While embodiments of the present invention have been shown and described above, it will be understood that the above embodiments are illustrative and not to be construed as limiting the invention, and that variations, modifications, alternatives and variations may be made to the above embodiments by one of ordinary skill in the art within the scope of the invention.

Claims (4)

1. The model compression method of the deep neural network is characterized by comprising the following steps of:
step S1, carrying out initial assignment on weights in the deep neural network, and marking the initially assigned weights as m vectors W 1 ,W 2 ,…,W m Wherein, the method comprises the steps of, wherein,
step S2, solving an optimization problem to train the neural network; the neural network is trained by solving the following optimization problem:
wherein w= { W 1 ,W 2 ,…,W m The ownership value of the neural network is represented by c= { C 1 ,C 2 ,…,C m The central value K after weight clustering is represented by i Representing the number of clusters of each group of vectors, C i,k Representing the presentation to beThe kth clustering center obtained after clustering is characterized in that the super parameter lambda represents balance prediction performance and clustering error, d (x, y) represents a function of distance between real numbers x and y, and the smaller d (x, y) is, the closer (x, y) is, and d (x, y) = (x-y) is taken 2 Or d (x, y) = |x-y|;
the solving the optimization problem in step S2 further includes:
step S21, initializing a central value C= { C after weight clustering 1 ,C 2 ,…,C m };
Step S22, solving the original problem by using an optimization algorithm to obtain the ownership value W= { W of the neural network 1 ,W 2 ,…,W m };
S23, changing the ownership W into a K-means clustering problem, and solving the K-means clustering problem to obtain a new central value C;
step S24, judging whether the value change condition of the new central value C and the ownership value W or the iteration round number accords with a preset stop condition, if not, returning to the step S22, otherwise, ending;
step S3, for each group of weights W i Respectively carrying out scalar K-means clustering to obtain an optimal solution of the clustering problem; in step S3, for each set of weights W i (i=1, 2,., m) performing scalar K-means clustering, respectively, to obtain an optimal solution of the clustering problem, wherein W i The value of (1) is K i Class; respectively solving scalar K-means clustering problems for each group of weights W by adopting an algorithm based on dynamic programming to obtain an optimal solution;
the step S3 specifically includes the following steps:
step S31, setting W as a weight vector to be clustered, wherein the length is N, and K represents the number to be clustered, wherein N is a positive integer;
step S32, sorting weight vectors W to be clustered to obtain ordered vectors W;
step S33, clustering the ordered vector W into an optimal solution of K classes;
wherein, step S33 further comprises:
when k=1, bySolving an optimal solution;
when K > 1, enumerate W n The interval [ i, n ] of the cluster]Repeatedly calling step S33 to calculate W 1 ,W 2 …W i-1 Clustering into optimal solutions of K-1 class and W i ,W i+1 …W n Clustering into class 1 optimal solutions will yield [ i, n ]]The optimal solution when gathered into one class is found in all feasible [ i, n]Selecting an optimal solution from the optimal solutions of the plurality of the nodes;
step S4, according to the optimal solution, each group of weight W i Compression storage is carried out;
at this time, n weights are clustered into K classes, and only the weights of each class are stored first and then used for each weightThe binary bits are in which class, which is all that is needed +.>Storing binary bits; the compression ratio brought by the weight quantization isEach number is represented by 1 binary bit, and two single-precision floating point numbers are used for representing two different weights in addition;
acquiring an image to be classified;
and classifying the images to be classified according to the model of the deep neural network to obtain the classification result of the images to be processed.

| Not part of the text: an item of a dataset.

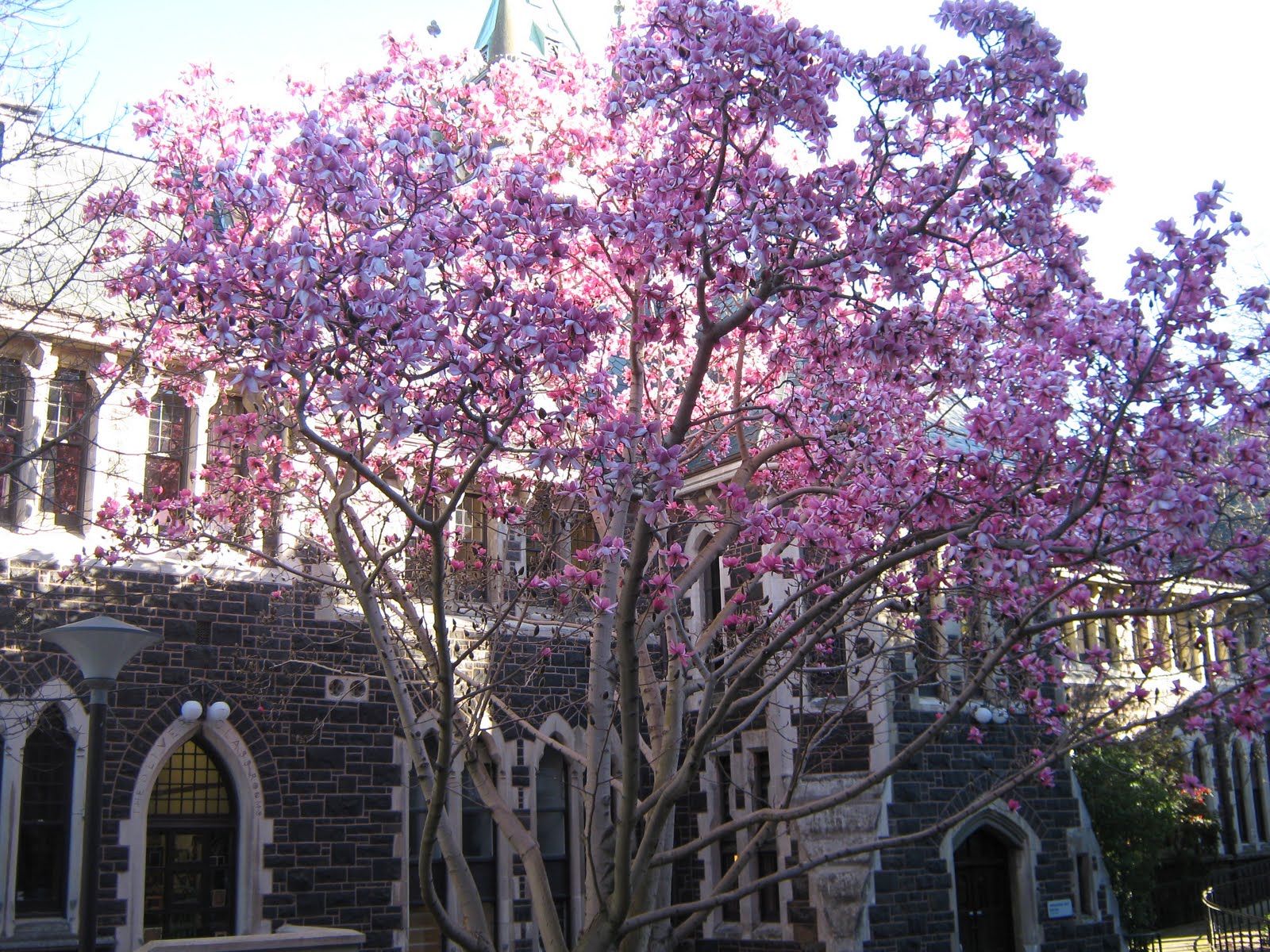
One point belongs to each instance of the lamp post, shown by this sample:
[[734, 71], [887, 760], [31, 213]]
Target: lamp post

2. A model compression storage system for a deep neural network in an image classification process, comprising:
a memory for storing a program;
a processor for executing the program stored in the memory, the processor for performing the following processes when the program stored in the memory is executed:
acquiring an image to be classified;
classifying the images to be classified according to a model of the deep neural network to obtain a classification result of the images to be processed;
wherein the apparatus further comprises:
an initialization module for performing initial assignment on the weight values in the deep neural network, and marking the weight values after initial assignment as m vectors W 1 ,W 2 ,…,W m Wherein, the method comprises the steps of, wherein,
the training module is used for solving the optimization problem to train the neural network;
the method specifically comprises the following steps: the neural network is trained by solving the following optimization problem:
wherein w= { W 1 ,W 2 ,…,W m The ownership value of the neural network is represented by c= { C 1 ,C 2 ,…,C m The central value K after weight clustering is represented by i Representing the number of clusters of each group of vectors, C i,k Representing the presentation to beThe kth clustering center obtained after clustering is characterized in that the super parameter lambda represents balance prediction performance and clustering error, d (x, y) represents a function of distance between real numbers x and y, and the smaller d (x, y) is, the closer (x, y) is, and d (x, y) = (x-y) is taken 2 Or d (x, y) = |x-y|;
the solving the optimization problem in step S2 further includes:
step S21, initializing a central value C= { C after weight clustering 1 ,C 2 ,…,C m };
Step S22, solving the original problem by using an optimization algorithm to obtain the ownership value W= { W of the neural network 1 ,W 2 ,…,W m };
S23, changing the ownership W into a K-means clustering problem, and solving the K-means clustering problem to obtain a new central value C;
step S24, judging whether the value change condition of the new central value C and the ownership value W or the iteration round number accords with a preset stop condition, if not, returning to the step S22, otherwise, ending;
the clustering solution module is used for respectively carrying out scalar K-means clustering on each group of weights Wi to obtain an optimal solution of the clustering problem; for each group of weights W i (i=1, 2,., m) performing scalar K-means clustering, respectively, to obtain an optimal solution of the clustering problem, wherein W i The value of (1) is K i Class; respectively solving scalar K-means clustering problems for each group of weights W by adopting an algorithm based on dynamic programming to obtain an optimal solution;
the cluster solving module specifically executes the following steps:
step S31, setting W as a weight vector to be clustered, wherein the length is N, and K represents the number to be clustered, wherein N is a positive integer;
step S32, sorting weight vectors W to be clustered to obtain ordered vectors W;
step S33, clustering the ordered vector W into an optimal solution of K classes;
wherein, step S33 further comprises:
when k=1, bySolving an optimal solution;
when K > 1, enumerate W n The interval [ i, n ] of the cluster]Repeatedly calling step S33 to calculate W 1 ,W 2 …W i-1 Clustering into optimal solutions of K-1 class and W i ,W i+1 …W n Clustering into class 1 optimal solutions will yield [ i, n ]]The optimal solution when gathered into one class is found in all feasible [ i, n]Selecting an optimal solution from the optimal solutions of the plurality of the nodes;
and
The compression storage module is used for carrying out compression storage on each group of weights Wi according to the optimal solution;
at this time, n weights are clustered into K classes, and only the weights of each class are stored first and then used for each weightThe binary bits are in which class, which is all that is needed +.>Storing binary bits; the compression ratio brought by the weight quantization is +.>Each number is represented by 1 binary bit, and two different weights are represented by two single-precision floating-point numbers.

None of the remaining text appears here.